Partidos assumem levar “caso de Tancos” novamente ao parlamento ao sexto dia de campanha

O “caso de Tancos” atingiu, ao sexto dia de campanha, novas proporções, com PSD e CDU a admitirem levar processo novamente à AR, CDS a reunir de emergência e BE a recusar especulações.

Partidos assumem levar

Partidos assumem levar “caso de Tancos” novamente ao parlamento ao sexto dia de campanha

O “caso de Tancos” atingiu, ao sexto dia de campanha, novas proporções, com PSD e CDU a admitirem levar processo novamente à AR, CDS a reunir de emergência e BE a recusar especulações.

Lisboa, 27 set 2018 (Lusa) — O “caso de Tancos” atingiu hoje, ao sexto dia de campanha, novas proporções, com PSD e CDU a admitirem levar o processo novamente à Assembleia da República, CDS-PP a reunir de emergência e BE a recusar entrar em especulações.

O “caso de Tancos” voltou a dominar a campanha para as eleições legislativas de 06 de outubro, depois de a acusação ter sido conhecida, na quinta-feira, e na qual o Ministério Público imputa ao ex-ministro da Defesa Nacional, Azeredo Lopes, os crimes de abuso de poder, denegação de justiça, prevaricação e favorecimento pessoal praticado por funcionário, além da proibição de exercício de funções.

A troca direta de palavras entre o presidente do PSD, Rui Rio, e o secretário-geral socialista, António Costa, prosseguiu ao sexto dia de campanha, com o social-democrata a recusar ter violado quaisquer princípios ao questionar se o também primeiro-ministro sabia do encobrimento do roubo de material militar dos paióis de Tancos.

“Se há característica minha é não só não ter mudado de princípios, como ser quase teimoso e ter uma fidelidade total aos meus princípios, afirmou o dirigente social-democrata.

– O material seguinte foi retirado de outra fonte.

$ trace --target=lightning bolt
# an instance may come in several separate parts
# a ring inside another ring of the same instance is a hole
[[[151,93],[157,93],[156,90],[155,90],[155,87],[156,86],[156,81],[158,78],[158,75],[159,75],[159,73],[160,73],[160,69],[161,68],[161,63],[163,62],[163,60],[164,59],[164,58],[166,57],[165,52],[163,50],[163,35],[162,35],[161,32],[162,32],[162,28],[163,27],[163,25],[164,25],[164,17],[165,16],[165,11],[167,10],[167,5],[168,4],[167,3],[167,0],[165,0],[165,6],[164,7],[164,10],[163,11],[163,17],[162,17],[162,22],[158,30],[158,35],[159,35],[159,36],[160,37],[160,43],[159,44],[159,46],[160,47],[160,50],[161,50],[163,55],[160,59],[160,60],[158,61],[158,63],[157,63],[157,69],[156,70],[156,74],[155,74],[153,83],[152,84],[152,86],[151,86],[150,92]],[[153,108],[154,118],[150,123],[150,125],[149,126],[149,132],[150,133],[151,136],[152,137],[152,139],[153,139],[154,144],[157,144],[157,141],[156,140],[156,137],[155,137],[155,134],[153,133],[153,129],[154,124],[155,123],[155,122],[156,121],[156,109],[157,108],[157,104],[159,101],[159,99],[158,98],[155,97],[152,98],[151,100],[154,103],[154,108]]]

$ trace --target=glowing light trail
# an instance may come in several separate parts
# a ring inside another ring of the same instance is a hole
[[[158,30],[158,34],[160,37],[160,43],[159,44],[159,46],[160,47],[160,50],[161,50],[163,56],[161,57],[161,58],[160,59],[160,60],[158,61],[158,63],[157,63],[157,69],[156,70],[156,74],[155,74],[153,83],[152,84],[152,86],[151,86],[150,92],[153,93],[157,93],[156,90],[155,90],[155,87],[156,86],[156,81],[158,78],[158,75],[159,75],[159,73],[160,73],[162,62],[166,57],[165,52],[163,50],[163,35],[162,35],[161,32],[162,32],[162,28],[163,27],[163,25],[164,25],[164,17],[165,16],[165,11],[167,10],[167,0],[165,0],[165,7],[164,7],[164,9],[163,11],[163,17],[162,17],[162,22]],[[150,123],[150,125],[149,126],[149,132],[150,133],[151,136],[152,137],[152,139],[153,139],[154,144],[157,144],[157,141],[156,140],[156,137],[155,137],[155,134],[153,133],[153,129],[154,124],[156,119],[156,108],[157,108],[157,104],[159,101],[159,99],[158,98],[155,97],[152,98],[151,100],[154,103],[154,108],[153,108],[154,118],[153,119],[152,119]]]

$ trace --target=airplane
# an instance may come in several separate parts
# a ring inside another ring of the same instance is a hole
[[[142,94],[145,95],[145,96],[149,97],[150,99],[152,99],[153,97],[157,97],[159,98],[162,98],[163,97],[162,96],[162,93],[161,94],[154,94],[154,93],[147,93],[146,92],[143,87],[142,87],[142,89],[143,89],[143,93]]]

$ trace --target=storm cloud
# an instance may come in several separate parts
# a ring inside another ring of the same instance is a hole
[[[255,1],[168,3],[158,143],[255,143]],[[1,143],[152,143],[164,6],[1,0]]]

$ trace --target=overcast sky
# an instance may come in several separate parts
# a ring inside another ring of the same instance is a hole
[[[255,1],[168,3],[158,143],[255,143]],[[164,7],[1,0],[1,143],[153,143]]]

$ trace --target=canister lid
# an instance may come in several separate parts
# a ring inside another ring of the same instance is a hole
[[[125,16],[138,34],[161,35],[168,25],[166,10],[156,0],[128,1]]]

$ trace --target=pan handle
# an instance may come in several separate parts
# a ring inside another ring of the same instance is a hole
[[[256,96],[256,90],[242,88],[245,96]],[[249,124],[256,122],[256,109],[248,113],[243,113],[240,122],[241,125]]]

Não ficando apenas pela resposta ao secretário-geral socialista, Rio assumiu que “ainda hoje ou segunda-feira” o PSD vai pedir a convocação de uma reunião da Comissão Permanente do parlamento, ressalvando, contudo, que esta posição não vai afetar futuros entendimentos entres os sociais-democratas e o PS.

Para Rui Rio, o processo de Tancos “não é uma questão exterior à política” e, além da posição dos socialistas ser “obviamente incómoda”, a de BE e PCP também não é “nada cómoda porque aprovaram um relatório na comissão de inquérito”.

Os centristas também não abandonaram o tema e a líder do CDS-PP, Assunção Cristas, cancelou uma ação de campanha prevista para a manhã de sábado para reunir a comissão executiva, órgão mais restrito da direção de Cristas.

A dirigente afirmou que, “do que foi conhecido e dito pelos partidos”, depois de conhecido o despacho de acusação do Ministério Público, aumenta a “importância política e gravidade do tema”.

A coordenadora nacional bloquista, Catarina Martins, comentou o caso, enquanto marcava presença numa manifestação em defesa do ambiente, em Braga, alegando que a acusação do Ministério Público é “extraordinariamente grave”, mas recusou “fazer especulações” sobre quem tinha conhecimento do furto e reaparecimento do material militar.

Sobre as acusações de Rio, a dirigente do BE reiterou o que já tinha dito na quinta-feira, que o relatório foi aprovado com base nos factos que à altura se conheciam.

O secretário-geral do PCP, Jerónimo de Sousa, também respondeu ao líder social-democrata, considerando que encontrou no processo de Tancos “uma boia de salvação”, para aproveitar politicamente o processo, mas mostrou-se disponível para aprovar uma nova comissão de inquérito.

“É uma evidência que a questão de Tancos assume uma grande relevância”, afirmou, mostrando também “toda a disponibilidade” para reunir a comissão permanente da Assembleia da República o mais breve possível, como sugeriu Rui Rio.

Dos partidos com assento parlamentar, apenas o PAN se demarcou da polémica, voltando atenções para a greve climática global que decorreu hoje em vários países, incluindo Portugal, e que também mobilizou candidatos e dirigentes de partidos como o Livre, o MPT (Movimento Partido da Terra) e MAS (Movimento Alternativa Socialista).

O porta-voz do Pessoas-Animais-Natureza, André Silva, juntou-se à greve climática, em Lisboa, para falar daquilo que diz ser uma “incoerência entre aquilo que [partidos] dizem por um lado e aquilo que defendem no que toca a determinadas áreas de atividade económica”.